On Planting a Lilac Tree

Yesterday we planted a lilac tree. Or rather, D. Lucy did most of the work while I merely supervised and indulged in vague thoughts about the lost gardens of Aleppo and the vanished Lemoine nursery that developed the cultivar we planted, Syringa Vulgaris Belle de Nancy. There is something about tree-planting that is very life affirming. We plant, knowing that we shall never see the tree in its full-grown beauty but with the hope that its leaves and blossom will delight another generation. Tree-planting is a truly anonymous act, a collaboration with nature rather than a defiance of it and, as John Evelyn understood so well, an act with consequences beyond the particular. Trees may be felled or sicken and die; gardens may be destroyed, nurseries disappear, but the impulse to plant, to cherish and to grow remains. We do not know what will be the fate of our little lilac tree, but it was planted with a prayer — a reminder of Eden, of Calvary, and of the hope that sustains us all.



The wind is blowing through the garden, making the apple trees rustle and sigh, tugging at the tomato plants and sending a shiver through the beans as they cling to their canes. One can see why wind is used as an image of God. It is powerful, mysterious, uncontrollable. We see its effects, but cannot trace its source. It shifts and changes according to its own inner dynamic, not our preferences. Perhaps that is why so many people are afraid of God. He is the ultimate mystery: powerful, unpredictable, inescapable.
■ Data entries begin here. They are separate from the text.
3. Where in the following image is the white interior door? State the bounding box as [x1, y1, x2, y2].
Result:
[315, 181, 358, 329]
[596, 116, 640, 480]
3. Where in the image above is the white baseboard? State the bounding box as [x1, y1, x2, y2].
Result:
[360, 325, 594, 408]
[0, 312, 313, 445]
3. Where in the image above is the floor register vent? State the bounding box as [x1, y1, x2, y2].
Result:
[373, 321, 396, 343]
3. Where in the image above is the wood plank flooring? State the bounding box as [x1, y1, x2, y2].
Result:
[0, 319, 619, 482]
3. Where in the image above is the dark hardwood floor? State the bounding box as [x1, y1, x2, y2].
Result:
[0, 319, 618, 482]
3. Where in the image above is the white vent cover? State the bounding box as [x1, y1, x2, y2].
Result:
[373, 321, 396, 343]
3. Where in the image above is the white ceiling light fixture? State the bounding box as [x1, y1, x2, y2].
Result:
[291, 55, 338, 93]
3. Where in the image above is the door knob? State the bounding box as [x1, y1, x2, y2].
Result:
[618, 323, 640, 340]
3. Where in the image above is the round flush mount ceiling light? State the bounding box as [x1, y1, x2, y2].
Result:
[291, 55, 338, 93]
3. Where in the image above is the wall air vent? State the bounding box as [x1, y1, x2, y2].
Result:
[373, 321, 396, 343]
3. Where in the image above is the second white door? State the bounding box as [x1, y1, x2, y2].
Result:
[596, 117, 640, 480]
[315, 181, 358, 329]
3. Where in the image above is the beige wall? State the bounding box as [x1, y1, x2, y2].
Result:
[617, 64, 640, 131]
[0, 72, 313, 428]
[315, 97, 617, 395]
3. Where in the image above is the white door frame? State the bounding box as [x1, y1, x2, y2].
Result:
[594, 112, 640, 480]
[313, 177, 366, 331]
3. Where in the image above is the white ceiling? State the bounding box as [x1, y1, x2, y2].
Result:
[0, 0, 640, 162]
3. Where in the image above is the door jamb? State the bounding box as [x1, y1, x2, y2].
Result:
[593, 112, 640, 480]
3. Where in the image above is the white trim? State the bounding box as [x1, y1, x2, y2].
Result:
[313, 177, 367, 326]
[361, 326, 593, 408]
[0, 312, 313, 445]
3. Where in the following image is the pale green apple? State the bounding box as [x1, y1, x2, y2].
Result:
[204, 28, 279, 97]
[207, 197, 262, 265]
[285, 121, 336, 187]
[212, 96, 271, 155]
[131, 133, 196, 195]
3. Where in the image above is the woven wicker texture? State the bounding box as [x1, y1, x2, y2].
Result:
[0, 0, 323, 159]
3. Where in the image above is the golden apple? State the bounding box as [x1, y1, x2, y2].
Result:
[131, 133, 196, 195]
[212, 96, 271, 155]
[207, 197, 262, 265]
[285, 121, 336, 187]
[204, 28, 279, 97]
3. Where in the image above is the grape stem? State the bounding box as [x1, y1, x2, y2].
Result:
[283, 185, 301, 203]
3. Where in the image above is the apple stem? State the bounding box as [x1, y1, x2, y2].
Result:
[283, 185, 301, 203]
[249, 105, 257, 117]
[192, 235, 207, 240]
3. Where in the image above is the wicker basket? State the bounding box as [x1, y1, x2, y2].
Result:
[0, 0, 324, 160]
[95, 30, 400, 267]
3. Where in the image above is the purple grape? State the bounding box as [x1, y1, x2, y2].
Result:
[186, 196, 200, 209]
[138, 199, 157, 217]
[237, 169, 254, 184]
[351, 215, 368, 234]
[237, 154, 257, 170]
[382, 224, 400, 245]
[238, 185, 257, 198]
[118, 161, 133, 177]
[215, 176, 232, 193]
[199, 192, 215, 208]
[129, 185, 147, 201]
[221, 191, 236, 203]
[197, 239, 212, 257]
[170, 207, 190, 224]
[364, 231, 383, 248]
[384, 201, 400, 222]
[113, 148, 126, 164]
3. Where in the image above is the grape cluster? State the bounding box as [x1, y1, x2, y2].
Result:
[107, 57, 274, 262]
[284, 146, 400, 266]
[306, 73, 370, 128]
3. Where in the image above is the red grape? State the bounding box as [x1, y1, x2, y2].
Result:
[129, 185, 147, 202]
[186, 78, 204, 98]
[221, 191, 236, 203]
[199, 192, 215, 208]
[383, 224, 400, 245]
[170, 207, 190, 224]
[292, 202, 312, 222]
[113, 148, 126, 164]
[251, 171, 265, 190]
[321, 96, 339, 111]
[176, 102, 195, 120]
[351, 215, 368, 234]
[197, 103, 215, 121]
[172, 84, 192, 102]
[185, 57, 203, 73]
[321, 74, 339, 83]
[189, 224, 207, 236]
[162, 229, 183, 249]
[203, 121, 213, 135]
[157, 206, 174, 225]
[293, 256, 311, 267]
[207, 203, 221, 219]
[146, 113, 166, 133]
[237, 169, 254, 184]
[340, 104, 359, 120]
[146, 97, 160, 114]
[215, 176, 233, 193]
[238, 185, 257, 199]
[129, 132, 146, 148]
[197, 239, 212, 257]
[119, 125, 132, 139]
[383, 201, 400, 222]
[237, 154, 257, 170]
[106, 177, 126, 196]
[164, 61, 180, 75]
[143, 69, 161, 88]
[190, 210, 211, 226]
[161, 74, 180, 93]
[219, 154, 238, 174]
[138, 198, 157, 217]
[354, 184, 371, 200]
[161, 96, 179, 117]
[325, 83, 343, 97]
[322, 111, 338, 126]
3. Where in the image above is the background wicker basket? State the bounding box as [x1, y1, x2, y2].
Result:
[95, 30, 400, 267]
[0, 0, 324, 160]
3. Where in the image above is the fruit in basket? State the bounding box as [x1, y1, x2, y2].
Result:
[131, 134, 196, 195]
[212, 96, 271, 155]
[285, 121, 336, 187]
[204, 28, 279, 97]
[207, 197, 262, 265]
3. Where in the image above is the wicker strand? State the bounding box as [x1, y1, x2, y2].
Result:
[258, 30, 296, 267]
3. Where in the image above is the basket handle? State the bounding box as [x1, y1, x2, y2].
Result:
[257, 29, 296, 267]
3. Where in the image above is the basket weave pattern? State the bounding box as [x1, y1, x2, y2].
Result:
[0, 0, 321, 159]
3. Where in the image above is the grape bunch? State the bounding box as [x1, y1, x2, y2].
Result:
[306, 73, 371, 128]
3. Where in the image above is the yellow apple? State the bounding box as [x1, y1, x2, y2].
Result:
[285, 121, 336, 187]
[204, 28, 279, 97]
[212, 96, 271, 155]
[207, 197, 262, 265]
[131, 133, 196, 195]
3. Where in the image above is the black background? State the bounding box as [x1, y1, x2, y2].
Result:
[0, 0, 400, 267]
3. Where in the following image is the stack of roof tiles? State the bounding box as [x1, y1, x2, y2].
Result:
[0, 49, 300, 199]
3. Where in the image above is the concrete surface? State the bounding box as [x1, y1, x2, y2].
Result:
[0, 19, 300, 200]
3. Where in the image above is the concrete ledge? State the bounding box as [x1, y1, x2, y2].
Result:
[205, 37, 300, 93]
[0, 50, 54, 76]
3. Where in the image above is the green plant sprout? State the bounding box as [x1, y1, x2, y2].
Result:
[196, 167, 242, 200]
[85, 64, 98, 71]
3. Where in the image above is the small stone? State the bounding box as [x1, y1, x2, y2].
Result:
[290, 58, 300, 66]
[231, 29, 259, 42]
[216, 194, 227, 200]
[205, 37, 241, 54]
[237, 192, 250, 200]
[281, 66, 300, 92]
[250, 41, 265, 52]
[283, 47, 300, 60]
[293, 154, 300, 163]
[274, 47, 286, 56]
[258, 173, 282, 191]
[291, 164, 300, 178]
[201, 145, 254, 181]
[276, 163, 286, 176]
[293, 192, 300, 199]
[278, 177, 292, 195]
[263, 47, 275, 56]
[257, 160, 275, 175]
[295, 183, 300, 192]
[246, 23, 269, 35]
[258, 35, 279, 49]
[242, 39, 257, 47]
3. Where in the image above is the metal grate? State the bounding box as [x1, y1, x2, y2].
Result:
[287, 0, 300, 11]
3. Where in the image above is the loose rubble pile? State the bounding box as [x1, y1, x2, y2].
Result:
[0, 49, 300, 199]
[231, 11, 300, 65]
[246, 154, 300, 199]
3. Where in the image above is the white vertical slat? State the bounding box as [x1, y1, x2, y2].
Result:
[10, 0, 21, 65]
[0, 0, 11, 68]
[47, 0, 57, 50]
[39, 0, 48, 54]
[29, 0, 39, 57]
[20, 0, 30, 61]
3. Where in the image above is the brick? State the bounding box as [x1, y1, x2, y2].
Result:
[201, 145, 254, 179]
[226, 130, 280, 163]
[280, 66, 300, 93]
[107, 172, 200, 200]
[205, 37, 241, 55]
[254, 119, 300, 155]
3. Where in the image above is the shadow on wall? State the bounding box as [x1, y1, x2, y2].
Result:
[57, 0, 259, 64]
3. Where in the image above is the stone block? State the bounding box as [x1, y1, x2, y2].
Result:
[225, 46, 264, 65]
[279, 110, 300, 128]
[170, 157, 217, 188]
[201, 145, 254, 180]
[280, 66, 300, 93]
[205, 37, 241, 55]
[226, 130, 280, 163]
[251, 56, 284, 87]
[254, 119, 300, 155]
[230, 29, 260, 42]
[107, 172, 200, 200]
Friday is a good day for reminding ourselves of the human face of God. Jesus Christ, with arms nailed to the Cross in an everlasting embrace, is surely not a terrifying vision; and yet, as Julian of Norwich mentioned in her Revelations, there is still that wind: the dry wind that passed over Calvary and parched the skin of Christ as he hung dying. If we think we have got God ‘taped’, if we think we understand, we are very much mistaken.